Minimizing artifact-induced false-alarms for seizure detection in wearable EEG devices with gradient-boosted tree classifiers

• Published in: Scientific reports Vol. 14; no. 1; pp. 2980 - 16
• Main Authors: Ingolfsson, Thorir Mar, Benatti, Simone, Wang, Xiaying, Bernini, Adriano, Ducouret, Pauline, Ryvlin, Philippe, Beniczky, Sandor, Benini, Luca, Cossettini, Andrea
• Format: Journal Article
• Language: English
• Published: London Nature Publishing Group UK 05.02.2024; Nature Publishing Group; Nature Portfolio
• Subjects: 639/166/985; 639/166/987; 692/617/375/178; Algorithms; Convulsions & seizures; Datasets; EEG; Electroencephalography; Epilepsy; Epilepsy - diagnosis; False alarms; Humanities and Social Sciences; Humans; Life span; Living conditions; multidisciplinary; Science; Science (multidisciplinary); Seizures; Seizures - diagnosis; Wearable Electronic Devices
• ISSN: 2045-2322; 2045-2322
• DOI: 10.1038/s41598-024-52551-0

Electroencephalography (EEG) is widely used to monitor epileptic seizures, and standard clinical practice consists of monitoring patients in dedicated epilepsy monitoring units via video surveillance and cumbersome EEG caps. Such a setting is not compatible with long-term tracking under typical living conditions, thereby motivating the development of unobtrusive wearable solutions. However, wearable EEG devices present the challenges of fewer channels, restricted computational capabilities, and lower signal-to-noise ratio. Moreover, artifacts presenting morphological similarities to seizures act as major noise sources and can be misinterpreted as seizures.
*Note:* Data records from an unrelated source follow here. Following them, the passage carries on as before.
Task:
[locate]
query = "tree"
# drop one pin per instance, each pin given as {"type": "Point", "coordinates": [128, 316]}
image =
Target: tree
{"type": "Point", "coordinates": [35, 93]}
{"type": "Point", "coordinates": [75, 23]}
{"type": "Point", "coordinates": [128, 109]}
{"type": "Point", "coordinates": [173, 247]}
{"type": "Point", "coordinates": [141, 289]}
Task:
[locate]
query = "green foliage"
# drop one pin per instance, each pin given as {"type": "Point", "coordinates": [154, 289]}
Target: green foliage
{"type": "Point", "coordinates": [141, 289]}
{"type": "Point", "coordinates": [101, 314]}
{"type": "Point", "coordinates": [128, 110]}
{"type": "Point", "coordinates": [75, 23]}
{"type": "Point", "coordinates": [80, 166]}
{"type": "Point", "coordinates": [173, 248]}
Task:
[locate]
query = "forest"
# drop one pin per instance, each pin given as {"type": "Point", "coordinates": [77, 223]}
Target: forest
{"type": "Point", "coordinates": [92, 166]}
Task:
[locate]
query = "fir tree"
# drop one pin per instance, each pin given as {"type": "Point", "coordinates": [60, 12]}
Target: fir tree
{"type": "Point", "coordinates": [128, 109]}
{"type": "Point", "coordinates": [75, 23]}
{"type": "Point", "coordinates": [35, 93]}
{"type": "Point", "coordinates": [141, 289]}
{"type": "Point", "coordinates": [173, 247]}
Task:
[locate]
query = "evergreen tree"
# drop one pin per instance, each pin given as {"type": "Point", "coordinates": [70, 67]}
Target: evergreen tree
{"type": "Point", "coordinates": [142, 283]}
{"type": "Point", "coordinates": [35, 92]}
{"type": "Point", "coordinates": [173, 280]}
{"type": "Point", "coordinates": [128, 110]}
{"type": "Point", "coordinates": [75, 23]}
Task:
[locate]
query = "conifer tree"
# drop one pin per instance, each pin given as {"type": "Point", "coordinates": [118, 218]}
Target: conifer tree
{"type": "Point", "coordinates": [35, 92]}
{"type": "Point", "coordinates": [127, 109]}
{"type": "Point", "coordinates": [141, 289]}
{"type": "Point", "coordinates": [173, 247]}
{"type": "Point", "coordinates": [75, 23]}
This paper presents a combined seizure and artifacts detection framework targeting wearable EEG devices based on Gradient Boosted Trees. The seizure detector achieves nearly zero false alarms with average sensitivity values of 65.27 % for 182 seizures from the CHB-MIT dataset and 57.26 % for 25 seizures from the private dataset with no preliminary artifact detection or removal. The artifact detector achieves a state-of-the-art accuracy of 93.95 % (on the TUH-EEG Artifact Corpus dataset). Integrating artifact and seizure detection significantly reduces false alarms—up to 96 % compared to standalone seizure detection. Optimized for a Parallel Ultra-Low Power platform, these algorithms enable extended monitoring with a battery lifespan reaching 300 h. These findings highlight the benefits of integrating artifact detection in wearable epilepsy monitoring devices to limit the number of false positives.